The other hand, however, was far darker. The United States denied sovereignty and political self-determination to people across Latin America as it helped overthrow democratically elected governments in Guatemala, Ecuador, and Chile while propping up military dictatorships in Argentina, Brazil, and elsewhere. It destroyed countless lives through disastrous wars in Vietnam, Afghanistan, and Iraq—to say nothing of the veterans abandoned afterward to homelessness, addiction, and mental illness at home. War crimes from My Lai to Abu Ghraib and Guantanamo Bay continue to stain the nation’s history and burden its conscience. More recently, Washington has used its influence to shield figures like Netanyahu from accountability before international institutions.
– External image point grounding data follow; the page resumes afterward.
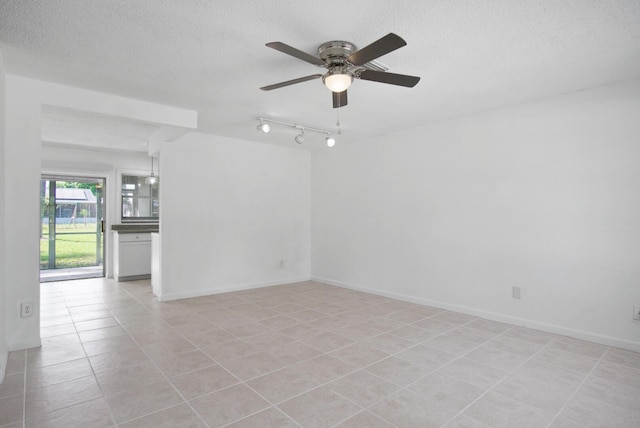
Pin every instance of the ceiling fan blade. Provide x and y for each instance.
(392, 78)
(289, 50)
(380, 47)
(291, 82)
(339, 99)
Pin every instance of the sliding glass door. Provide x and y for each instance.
(71, 228)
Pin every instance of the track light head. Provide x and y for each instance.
(264, 127)
(330, 141)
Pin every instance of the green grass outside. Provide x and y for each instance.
(71, 250)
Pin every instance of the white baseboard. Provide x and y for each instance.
(494, 316)
(26, 344)
(166, 297)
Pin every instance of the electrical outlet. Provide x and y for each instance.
(26, 309)
(516, 292)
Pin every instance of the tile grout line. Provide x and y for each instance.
(559, 412)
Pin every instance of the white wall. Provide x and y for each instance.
(3, 203)
(101, 164)
(22, 175)
(233, 214)
(24, 100)
(543, 196)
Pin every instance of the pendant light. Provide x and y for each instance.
(152, 179)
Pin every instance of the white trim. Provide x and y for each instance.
(25, 344)
(4, 357)
(166, 297)
(493, 316)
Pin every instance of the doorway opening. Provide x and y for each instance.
(71, 227)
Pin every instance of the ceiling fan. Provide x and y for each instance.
(344, 63)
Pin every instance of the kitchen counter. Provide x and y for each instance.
(135, 228)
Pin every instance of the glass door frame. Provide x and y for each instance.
(100, 232)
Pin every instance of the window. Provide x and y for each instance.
(139, 199)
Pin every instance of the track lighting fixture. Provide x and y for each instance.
(330, 141)
(265, 127)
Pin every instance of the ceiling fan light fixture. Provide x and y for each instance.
(337, 79)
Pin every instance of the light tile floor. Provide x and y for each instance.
(302, 355)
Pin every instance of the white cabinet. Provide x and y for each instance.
(132, 256)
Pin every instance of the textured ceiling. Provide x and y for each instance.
(472, 55)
But it does not have to be this way. We know what the responsible and benevolent use of American power looks like. We know how profoundly it can help the world. We know that, when exercised wisely and magnanimously, it earns the respect of allies and the caution of adversaries. And such leadership does more than strengthen alliances; it expands them. Nations are more likely to become partners when offered assistance rather than threats. A benevolent hegemon—one that promotes free trade, protects freedom of navigation, and upholds global human rights and dignity alongside its allies—is one that endures. A hegemon that bullies because it can, threatens allies and enemies alike, seeks economic concessions in exchange for aid, and launches indiscriminate wars is one that other nations will inevitably seek to undermine.
The United States now faces a choice in its foreign policy. It can continue down its current path—a road to isolation and decline. A future in which NATO fractures, trade agreements collapse, the dollar loses its status as the world’s reserve currency, and America retreats inward, consumed increasingly by its own divisions.
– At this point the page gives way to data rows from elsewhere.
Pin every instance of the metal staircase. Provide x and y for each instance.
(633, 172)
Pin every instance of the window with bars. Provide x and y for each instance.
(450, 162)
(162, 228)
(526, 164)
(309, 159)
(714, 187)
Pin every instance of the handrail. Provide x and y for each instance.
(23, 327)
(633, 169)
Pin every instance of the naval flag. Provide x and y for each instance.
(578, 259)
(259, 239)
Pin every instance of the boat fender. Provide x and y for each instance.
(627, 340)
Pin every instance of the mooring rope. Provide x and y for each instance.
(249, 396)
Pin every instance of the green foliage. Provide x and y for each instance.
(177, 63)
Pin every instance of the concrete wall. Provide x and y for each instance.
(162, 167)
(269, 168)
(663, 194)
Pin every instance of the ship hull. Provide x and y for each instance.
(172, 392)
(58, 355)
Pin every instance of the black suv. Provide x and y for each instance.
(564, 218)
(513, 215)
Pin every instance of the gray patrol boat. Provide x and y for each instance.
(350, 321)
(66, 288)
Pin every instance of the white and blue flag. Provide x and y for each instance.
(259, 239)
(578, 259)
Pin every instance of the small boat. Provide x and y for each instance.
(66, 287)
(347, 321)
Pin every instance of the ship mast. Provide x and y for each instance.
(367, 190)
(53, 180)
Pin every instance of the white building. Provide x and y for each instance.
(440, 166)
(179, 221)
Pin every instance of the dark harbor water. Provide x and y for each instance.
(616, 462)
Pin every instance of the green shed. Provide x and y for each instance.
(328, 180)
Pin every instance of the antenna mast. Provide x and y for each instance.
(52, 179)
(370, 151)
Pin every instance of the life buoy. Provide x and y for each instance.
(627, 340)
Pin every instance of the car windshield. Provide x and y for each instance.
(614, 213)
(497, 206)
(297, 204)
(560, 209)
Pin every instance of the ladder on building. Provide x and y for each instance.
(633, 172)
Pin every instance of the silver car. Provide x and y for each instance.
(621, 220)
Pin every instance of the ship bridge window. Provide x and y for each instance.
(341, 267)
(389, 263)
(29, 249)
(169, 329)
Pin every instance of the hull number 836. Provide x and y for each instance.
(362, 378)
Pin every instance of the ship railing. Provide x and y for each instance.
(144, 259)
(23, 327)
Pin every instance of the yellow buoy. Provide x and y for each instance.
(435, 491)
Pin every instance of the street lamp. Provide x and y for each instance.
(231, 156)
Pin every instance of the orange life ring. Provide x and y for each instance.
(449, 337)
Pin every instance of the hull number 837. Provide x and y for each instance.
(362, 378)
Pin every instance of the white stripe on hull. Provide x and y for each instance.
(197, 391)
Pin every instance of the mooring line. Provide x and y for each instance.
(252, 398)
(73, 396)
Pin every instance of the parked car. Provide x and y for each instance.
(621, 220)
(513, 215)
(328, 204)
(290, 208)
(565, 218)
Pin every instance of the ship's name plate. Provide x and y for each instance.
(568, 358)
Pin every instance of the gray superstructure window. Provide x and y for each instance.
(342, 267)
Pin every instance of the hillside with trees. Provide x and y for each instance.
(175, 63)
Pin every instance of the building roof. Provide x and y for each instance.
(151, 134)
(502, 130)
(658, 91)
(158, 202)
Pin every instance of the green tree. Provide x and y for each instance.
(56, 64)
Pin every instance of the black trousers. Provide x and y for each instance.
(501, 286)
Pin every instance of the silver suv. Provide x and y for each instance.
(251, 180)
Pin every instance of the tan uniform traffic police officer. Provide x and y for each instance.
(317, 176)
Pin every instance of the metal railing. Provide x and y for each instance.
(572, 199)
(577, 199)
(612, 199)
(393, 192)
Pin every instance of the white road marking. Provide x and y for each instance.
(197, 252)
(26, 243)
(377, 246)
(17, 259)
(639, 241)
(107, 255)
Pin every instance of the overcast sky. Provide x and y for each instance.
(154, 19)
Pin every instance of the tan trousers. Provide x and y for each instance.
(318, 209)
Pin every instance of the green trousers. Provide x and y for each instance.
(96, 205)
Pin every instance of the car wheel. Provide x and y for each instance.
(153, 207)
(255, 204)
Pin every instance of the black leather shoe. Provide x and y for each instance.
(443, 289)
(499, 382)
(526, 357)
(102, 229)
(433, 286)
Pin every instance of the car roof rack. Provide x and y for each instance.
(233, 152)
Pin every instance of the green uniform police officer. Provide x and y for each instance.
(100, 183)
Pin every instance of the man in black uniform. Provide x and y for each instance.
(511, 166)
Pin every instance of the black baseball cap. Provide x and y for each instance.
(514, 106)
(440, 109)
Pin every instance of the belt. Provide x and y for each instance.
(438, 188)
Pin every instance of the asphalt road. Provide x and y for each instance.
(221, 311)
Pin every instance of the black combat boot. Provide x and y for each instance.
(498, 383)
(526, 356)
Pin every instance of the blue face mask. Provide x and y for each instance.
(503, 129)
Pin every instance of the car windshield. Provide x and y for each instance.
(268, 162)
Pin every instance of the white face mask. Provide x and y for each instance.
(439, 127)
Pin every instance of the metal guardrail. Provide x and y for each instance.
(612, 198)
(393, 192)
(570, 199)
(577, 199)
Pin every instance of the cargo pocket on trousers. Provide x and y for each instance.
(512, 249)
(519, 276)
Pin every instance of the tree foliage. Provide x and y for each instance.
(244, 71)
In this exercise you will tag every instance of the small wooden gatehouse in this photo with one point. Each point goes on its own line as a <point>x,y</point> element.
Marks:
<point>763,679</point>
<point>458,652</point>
Or it can reverse course and reclaim its place within the international community. It can once again shoulder the burden of humanitarian aid. It can accept responsibility for alleviating suffering where it has the capacity to do so. It can extend a hand instead of shaking a fist. Foster cooperation instead of demanding obedience. The choice is stark, and so are the consequences. We should choose aid over war—and devote our resources to saving the world instead of destroying it.